Although thankfully my middle school years are behind me, even as a well-educated, well-employed adult I continue to experience the negative impact of how society views me as a disabled person. Sometimes it is seemingly unimportant things, like the fact that I cannot go to the movies with my daughter because although the theater professes to have an assistive listening device, the battery is always dead or the static makes the device unusable. Sometimes it is things that are hard to name or pin down, what other minority communities would call “microaggressions,” like being called “arrogant” behind my back at my workplace because I am always “being negative” about access issues. And sometimes I experience plain old fashioned blatant discrimination, like when the cab driver who was about to stop instead accelerates and zooms past me or the bus driver shouts to me and my (clearly vested) Service Dog, “Hey, you with the dog, where your papers? I ain’t movin this bus until I see some papers.”

Is it no wonder then that people with disabilities are lost and marginalized within the clammer of minority rights and identity politics? Where is Crip Power? Do not Disabled Lives Matter? Why should we care “which gender bathroom to use” when there are disabled people who cannot even get into the bathroom? How can disabled people find themselves to be deserving, equal and powerful under the shroud of a society and a political system that shuns them as equal citizens?

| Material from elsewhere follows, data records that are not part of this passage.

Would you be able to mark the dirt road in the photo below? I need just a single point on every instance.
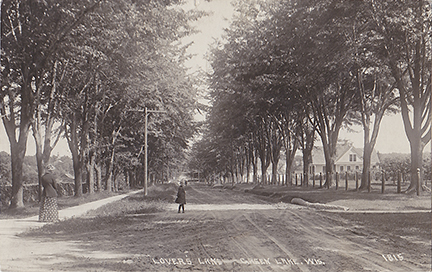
(223, 230)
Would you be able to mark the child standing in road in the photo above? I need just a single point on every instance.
(181, 197)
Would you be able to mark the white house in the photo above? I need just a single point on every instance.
(348, 159)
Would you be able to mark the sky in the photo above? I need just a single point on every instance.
(392, 137)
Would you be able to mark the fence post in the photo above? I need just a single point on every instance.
(313, 178)
(356, 177)
(306, 179)
(369, 182)
(399, 182)
(418, 181)
(337, 180)
(346, 181)
(328, 184)
(320, 179)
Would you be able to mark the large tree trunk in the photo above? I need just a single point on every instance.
(72, 139)
(90, 171)
(18, 151)
(17, 158)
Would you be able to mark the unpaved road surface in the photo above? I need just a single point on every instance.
(222, 230)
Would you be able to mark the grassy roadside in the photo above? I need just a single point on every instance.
(352, 199)
(136, 222)
(32, 208)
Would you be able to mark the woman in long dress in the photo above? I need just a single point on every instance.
(48, 211)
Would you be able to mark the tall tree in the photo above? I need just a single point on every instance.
(404, 28)
(32, 32)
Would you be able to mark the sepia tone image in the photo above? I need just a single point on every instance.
(216, 135)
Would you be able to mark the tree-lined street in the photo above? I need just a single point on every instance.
(224, 230)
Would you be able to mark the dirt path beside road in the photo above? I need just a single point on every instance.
(222, 230)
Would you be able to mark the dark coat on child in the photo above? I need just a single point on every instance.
(49, 185)
(181, 195)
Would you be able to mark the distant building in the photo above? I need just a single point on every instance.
(348, 159)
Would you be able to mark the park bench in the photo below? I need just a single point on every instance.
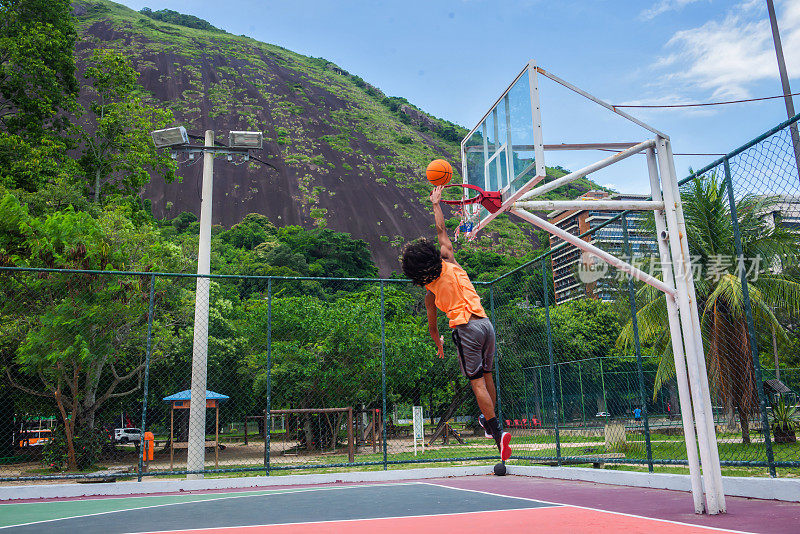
(595, 459)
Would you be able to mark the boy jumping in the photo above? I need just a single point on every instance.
(450, 290)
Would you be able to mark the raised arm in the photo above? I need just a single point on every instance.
(445, 245)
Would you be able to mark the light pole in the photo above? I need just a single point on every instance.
(787, 91)
(177, 140)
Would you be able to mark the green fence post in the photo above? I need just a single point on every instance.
(498, 406)
(268, 411)
(146, 385)
(639, 371)
(550, 356)
(541, 397)
(603, 385)
(561, 414)
(383, 377)
(751, 331)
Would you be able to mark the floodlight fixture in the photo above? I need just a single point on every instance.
(245, 139)
(170, 137)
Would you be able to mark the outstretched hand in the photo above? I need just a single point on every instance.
(436, 194)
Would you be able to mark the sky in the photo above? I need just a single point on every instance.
(454, 58)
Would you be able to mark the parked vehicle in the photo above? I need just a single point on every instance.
(34, 438)
(125, 435)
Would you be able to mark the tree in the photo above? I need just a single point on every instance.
(117, 153)
(37, 67)
(719, 291)
(37, 90)
(77, 339)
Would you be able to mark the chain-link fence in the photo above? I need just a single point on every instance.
(325, 374)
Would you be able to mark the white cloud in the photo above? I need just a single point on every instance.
(663, 6)
(726, 57)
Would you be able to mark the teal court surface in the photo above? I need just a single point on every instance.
(465, 505)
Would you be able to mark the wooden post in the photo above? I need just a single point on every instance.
(171, 435)
(350, 447)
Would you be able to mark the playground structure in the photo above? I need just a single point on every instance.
(181, 401)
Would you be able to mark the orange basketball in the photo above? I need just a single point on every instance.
(439, 172)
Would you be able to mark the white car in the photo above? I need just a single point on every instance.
(125, 435)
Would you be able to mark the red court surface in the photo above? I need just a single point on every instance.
(463, 505)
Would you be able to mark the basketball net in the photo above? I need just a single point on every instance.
(490, 200)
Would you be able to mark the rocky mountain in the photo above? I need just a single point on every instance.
(341, 153)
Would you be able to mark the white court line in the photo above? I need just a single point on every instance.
(594, 509)
(302, 490)
(346, 520)
(244, 492)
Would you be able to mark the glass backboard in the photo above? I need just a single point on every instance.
(504, 151)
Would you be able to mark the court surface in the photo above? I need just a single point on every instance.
(464, 505)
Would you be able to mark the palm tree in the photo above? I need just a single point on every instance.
(766, 249)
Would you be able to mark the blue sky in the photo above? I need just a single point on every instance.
(453, 58)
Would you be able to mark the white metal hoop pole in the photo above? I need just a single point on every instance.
(196, 448)
(600, 253)
(684, 394)
(683, 268)
(716, 470)
(596, 205)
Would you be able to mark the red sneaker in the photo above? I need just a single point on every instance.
(505, 446)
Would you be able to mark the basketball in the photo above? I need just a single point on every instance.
(439, 172)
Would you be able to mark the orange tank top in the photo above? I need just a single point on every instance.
(455, 295)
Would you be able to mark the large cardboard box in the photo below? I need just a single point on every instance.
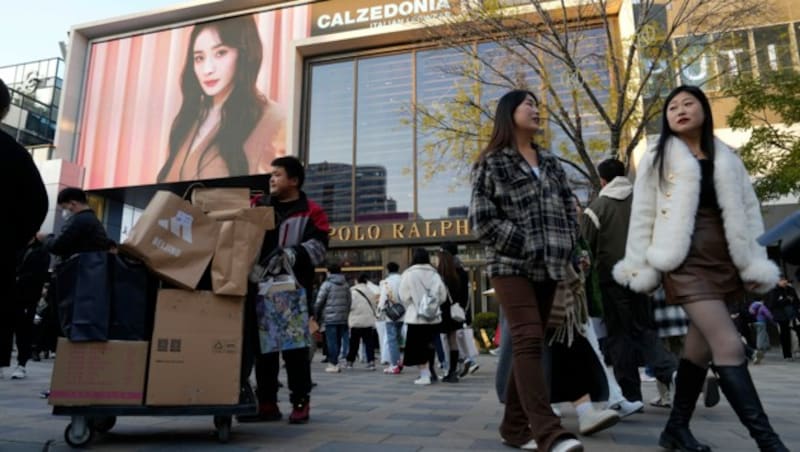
(98, 373)
(196, 351)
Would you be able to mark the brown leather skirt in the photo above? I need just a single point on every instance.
(708, 272)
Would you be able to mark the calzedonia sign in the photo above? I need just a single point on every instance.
(342, 15)
(404, 232)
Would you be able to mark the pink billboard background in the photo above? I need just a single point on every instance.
(133, 94)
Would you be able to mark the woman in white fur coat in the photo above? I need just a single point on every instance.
(694, 223)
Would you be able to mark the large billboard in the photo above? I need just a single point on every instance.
(196, 102)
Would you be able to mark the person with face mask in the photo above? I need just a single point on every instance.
(82, 231)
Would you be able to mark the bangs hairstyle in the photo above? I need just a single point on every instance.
(503, 129)
(706, 129)
(243, 107)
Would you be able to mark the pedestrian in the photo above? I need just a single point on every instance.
(32, 273)
(522, 211)
(421, 284)
(694, 223)
(628, 316)
(333, 309)
(782, 301)
(761, 315)
(361, 320)
(390, 295)
(300, 238)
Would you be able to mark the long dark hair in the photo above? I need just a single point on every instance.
(706, 130)
(503, 130)
(243, 107)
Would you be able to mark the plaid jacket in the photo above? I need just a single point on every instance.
(527, 224)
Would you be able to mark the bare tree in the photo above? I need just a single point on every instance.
(598, 66)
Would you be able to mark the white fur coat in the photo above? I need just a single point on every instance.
(663, 215)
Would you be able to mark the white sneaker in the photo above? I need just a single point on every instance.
(422, 381)
(592, 421)
(567, 445)
(19, 373)
(625, 408)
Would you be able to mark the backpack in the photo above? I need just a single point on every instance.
(428, 307)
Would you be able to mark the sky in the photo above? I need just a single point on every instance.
(31, 29)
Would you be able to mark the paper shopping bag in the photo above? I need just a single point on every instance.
(215, 199)
(174, 238)
(238, 246)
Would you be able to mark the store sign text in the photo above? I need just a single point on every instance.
(400, 231)
(371, 16)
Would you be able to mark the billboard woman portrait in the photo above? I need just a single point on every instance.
(225, 126)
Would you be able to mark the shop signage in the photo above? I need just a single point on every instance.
(353, 234)
(342, 15)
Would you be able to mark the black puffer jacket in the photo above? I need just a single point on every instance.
(333, 301)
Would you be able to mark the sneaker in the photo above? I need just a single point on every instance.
(267, 412)
(592, 421)
(300, 413)
(530, 445)
(422, 381)
(625, 408)
(711, 392)
(19, 373)
(567, 445)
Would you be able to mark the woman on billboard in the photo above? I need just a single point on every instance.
(225, 125)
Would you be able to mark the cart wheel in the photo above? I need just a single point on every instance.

People with disabilities need to claim their identity, and claim it with pride. If we view ourselves as abnormal, sub human, and undeserving of dignity and respect, we will be lost. Many similarly stigmatized groups have achieved more success then we have in convincing others that we can be both different, a minority group with a distinct identity, and the same, human beings who are just like everyone else. This shift in perspective goes hand in hand with changes to the political system, not before it nor behind it. The law, through the very act of protecting the civil rights of a group of people, shapes the identity of that group of people. The trick is to shape that identity in a way that will actually result in civil liberties.  Disability rights laws and policies need to be modified, and in many cases they need to be interpreted differently. But disability also needs to be integrated more fully into the general civil rights discussion, and that includes research, policy making, and the public consciousness.